A string of emails sent by attorney Robert Costello appears to have undercut the witness’s credibility just moments before Donald Trump’s first criminal trial concluded for the day.

Costello had previously represented Trump’s personal attorney Rudy Giuliani, and had allegedly offered a back-channel mode of communication between the former president and his former fixer (and current star defense witness) Michael Cohen in 2018.

But on Tuesday, the former federal prosecutor got caught up in a web of his own making and was forced to admit to moblike tactics that undercut the defense’s core argument.

In one message from 2018, Costello complained to his law partner Jeff Citron that Cohen was not cooperating, and that he believed instead that Cohen was “slow playing us and the president.”
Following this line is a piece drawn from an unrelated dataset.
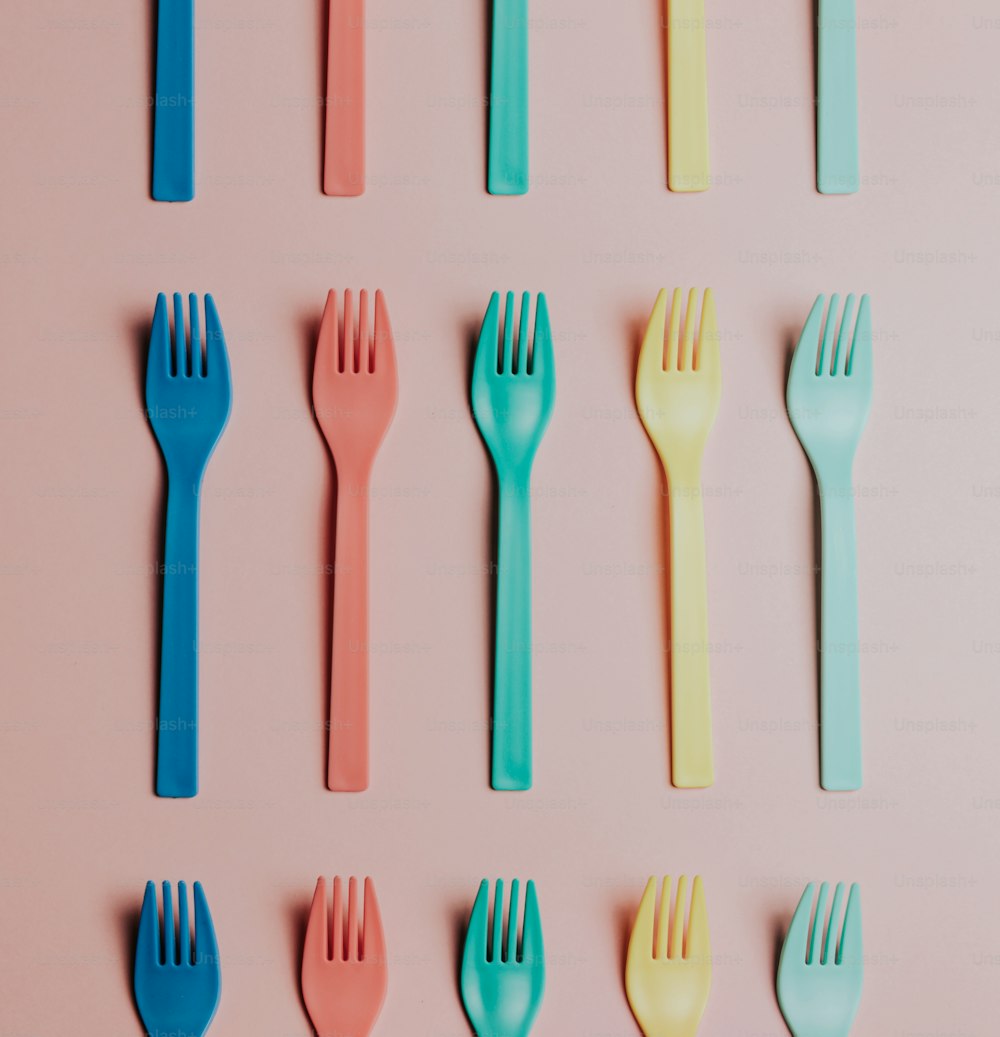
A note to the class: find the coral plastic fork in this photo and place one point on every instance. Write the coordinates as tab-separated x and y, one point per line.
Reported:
677	397
354	394
344	985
“What should I say to this asshole?” Costello wrote. “He’s playing with the most powerful man on the planet.”

“This email speaks for itself?” asked prosecutor Susan Hoffinger.

“Yes, it does,” Costello told the court.

“You lost control of Michael Cohen?” Hoffinger continued.
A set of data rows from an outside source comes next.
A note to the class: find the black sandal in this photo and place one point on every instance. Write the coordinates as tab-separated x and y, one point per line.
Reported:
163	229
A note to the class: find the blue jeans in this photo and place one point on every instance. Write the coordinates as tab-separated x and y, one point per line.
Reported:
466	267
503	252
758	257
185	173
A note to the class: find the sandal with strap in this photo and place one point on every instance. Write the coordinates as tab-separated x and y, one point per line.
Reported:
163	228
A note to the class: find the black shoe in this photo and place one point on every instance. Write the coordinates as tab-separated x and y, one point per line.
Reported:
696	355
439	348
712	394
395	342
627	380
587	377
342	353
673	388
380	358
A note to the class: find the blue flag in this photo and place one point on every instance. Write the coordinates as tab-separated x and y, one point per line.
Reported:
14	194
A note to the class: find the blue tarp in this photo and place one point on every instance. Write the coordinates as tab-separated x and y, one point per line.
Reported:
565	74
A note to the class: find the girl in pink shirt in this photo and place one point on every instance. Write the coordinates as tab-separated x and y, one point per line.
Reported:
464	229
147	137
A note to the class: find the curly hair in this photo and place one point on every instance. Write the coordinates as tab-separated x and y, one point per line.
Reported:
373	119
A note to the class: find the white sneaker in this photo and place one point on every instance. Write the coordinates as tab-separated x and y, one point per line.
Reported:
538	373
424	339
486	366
“Absolutely not,” Costello replied.

In another 2018 message between Costello and Citron, the Giuliani attorney wrote that “our issue is to get Cohen on the right page without giving the appearance that we are following instructions from Giuliani or the President.”
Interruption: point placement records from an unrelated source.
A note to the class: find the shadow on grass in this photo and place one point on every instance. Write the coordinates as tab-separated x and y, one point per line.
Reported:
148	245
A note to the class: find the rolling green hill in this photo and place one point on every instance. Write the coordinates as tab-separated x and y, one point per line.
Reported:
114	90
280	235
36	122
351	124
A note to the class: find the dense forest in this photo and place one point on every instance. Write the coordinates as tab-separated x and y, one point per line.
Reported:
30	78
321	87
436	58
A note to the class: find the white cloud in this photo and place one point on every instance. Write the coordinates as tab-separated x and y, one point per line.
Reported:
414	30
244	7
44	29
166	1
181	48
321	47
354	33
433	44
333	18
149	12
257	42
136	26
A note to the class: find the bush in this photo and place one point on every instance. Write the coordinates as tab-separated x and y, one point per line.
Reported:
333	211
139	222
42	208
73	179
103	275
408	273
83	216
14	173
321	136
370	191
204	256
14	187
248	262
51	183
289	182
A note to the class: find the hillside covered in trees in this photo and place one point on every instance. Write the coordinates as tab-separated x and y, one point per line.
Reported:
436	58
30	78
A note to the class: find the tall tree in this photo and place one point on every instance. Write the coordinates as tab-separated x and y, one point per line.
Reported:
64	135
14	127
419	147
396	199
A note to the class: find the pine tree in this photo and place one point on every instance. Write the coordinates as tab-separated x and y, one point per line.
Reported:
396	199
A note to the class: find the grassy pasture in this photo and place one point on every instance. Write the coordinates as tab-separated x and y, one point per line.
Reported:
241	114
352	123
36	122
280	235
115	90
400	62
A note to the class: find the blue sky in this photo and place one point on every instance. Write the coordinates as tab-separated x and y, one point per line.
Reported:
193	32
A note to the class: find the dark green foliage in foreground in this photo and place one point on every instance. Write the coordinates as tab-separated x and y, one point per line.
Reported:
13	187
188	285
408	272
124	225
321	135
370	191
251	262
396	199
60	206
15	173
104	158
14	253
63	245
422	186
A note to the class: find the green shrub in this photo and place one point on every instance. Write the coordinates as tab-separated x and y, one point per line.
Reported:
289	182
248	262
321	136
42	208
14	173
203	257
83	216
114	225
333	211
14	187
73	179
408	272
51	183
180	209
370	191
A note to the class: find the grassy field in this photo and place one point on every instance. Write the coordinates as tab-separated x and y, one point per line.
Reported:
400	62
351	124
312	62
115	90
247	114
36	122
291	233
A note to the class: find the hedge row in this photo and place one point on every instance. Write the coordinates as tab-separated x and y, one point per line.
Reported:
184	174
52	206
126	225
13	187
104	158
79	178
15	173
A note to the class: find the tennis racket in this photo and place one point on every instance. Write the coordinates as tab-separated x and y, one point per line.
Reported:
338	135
“We must reverse the Avenatti effect and restore this to a far more simple investigation of things that while they might not look good politically and nevertheless legal,” the message continued, referring to Michael Avenatti, a since-disgraced attorney who represented Stormy Daniels, the former adult film actress that Trump is being accused of paying hush money to in 2016.

The emails clearly show the extraordinary lengths that Trump and his aides used to try to silence Cohen—and suggest that they were engaged in a cover-up.

Trump is accused of using Cohen to sweep an affair with Daniels under the rug ahead of the 2016 presidential election. The Republican presidential nominee faces 34 felony charges in this case for allegedly falsifying business records with the intent to further an underlying crime. Trump has pleaded not guilty on all counts.